David J Roberts, MA, MB, D Phil
Section Editors
Stanley L Schrier, MD
Johanna Daily, MD, MSc
Deputy Editors
Jennifer S Tirnauer, MD
Elinor L Baron, MD, DTMH


Most red cell genetic defects in human populations (eg, thalassemia, G6PD deficiency, sickle cell anemia) appear to be due to the exposure to malaria, a disease estimated to have arisen about 3000 years ago with the emergence of agriculture [1-3]. Humans exhibit variable susceptibility to malarial infection; most of the resistance to this infection is either genetic, environmental, based upon previous exposure, or access to therapy.

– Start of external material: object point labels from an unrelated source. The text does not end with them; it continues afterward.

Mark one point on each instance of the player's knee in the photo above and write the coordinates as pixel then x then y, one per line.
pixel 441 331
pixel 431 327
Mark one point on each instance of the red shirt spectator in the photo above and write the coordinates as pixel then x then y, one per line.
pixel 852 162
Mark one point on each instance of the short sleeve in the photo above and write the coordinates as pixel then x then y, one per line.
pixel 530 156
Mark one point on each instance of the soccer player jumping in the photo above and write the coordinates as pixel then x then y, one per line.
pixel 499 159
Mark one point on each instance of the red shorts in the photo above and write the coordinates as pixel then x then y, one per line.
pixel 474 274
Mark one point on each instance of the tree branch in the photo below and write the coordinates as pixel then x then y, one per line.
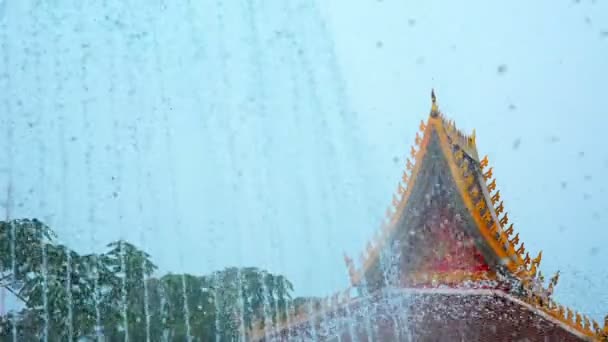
pixel 15 294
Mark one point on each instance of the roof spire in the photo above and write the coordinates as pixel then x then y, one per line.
pixel 434 108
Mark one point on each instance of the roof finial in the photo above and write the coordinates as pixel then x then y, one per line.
pixel 434 108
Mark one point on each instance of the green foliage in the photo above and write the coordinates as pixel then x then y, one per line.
pixel 64 294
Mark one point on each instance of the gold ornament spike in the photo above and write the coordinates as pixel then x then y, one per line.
pixel 554 279
pixel 487 217
pixel 492 228
pixel 532 271
pixel 521 249
pixel 475 192
pixel 469 180
pixel 515 240
pixel 408 165
pixel 578 320
pixel 459 155
pixel 434 107
pixel 500 209
pixel 481 205
pixel 488 174
pixel 484 162
pixel 586 324
pixel 527 259
pixel 496 197
pixel 596 327
pixel 473 137
pixel 509 230
pixel 465 165
pixel 492 186
pixel 570 316
pixel 504 220
pixel 538 258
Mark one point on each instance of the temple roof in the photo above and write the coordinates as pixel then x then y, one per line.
pixel 444 164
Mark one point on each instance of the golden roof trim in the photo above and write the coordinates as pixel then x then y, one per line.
pixel 569 320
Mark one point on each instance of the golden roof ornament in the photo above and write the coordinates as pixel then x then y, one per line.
pixel 483 163
pixel 496 197
pixel 538 258
pixel 434 107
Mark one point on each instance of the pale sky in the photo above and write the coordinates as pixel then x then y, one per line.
pixel 272 133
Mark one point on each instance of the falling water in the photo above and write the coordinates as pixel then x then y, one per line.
pixel 165 107
pixel 9 134
pixel 113 89
pixel 89 150
pixel 59 108
pixel 143 226
pixel 42 153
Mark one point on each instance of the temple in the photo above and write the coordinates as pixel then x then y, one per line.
pixel 446 265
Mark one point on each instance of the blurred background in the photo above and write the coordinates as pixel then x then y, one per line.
pixel 272 134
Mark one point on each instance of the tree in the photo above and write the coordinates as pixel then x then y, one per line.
pixel 64 293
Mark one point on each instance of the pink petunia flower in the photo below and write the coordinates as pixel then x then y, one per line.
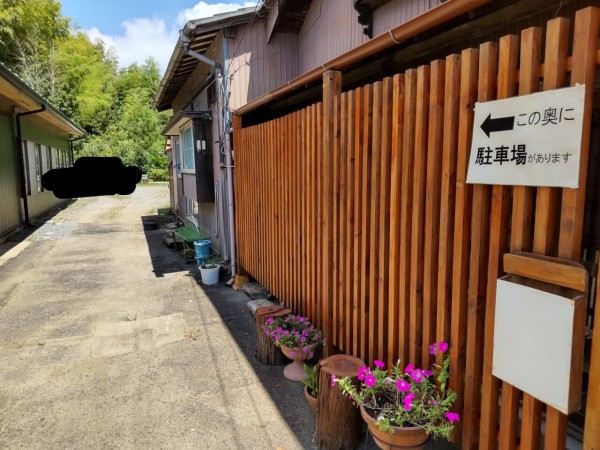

A study of the relative importance of each of these factors to the overall burden of malarial disease in human populations was examined in Sri Lanka. Longitudinal studies showed that 20 percent of the variation in the intensity of disease was explained by repeatable differences between patients and approximately half was attributable to host genetics [4]. A similar analysis in Africa demonstrated 25 percent of the total variation in the incidence of hospital admission for malaria was explained by additively-acting host genes, with 2 percent of this variation due to presence of the sickle cell trait [5].

The role of certain blood group antigens in malarial infection and genetic resistance to malaria associated with abnormalities in the red cell cytoskeleton will be reviewed here. The overall subject of anemia in malaria, as well as malarial resistance associated with the hemoglobinopathies (eg, hemoglobins S, C, E, thalassemia), are discussed separately. (See "Anemia in malaria" and "Protection against malaria in the hemoglobinopathies".)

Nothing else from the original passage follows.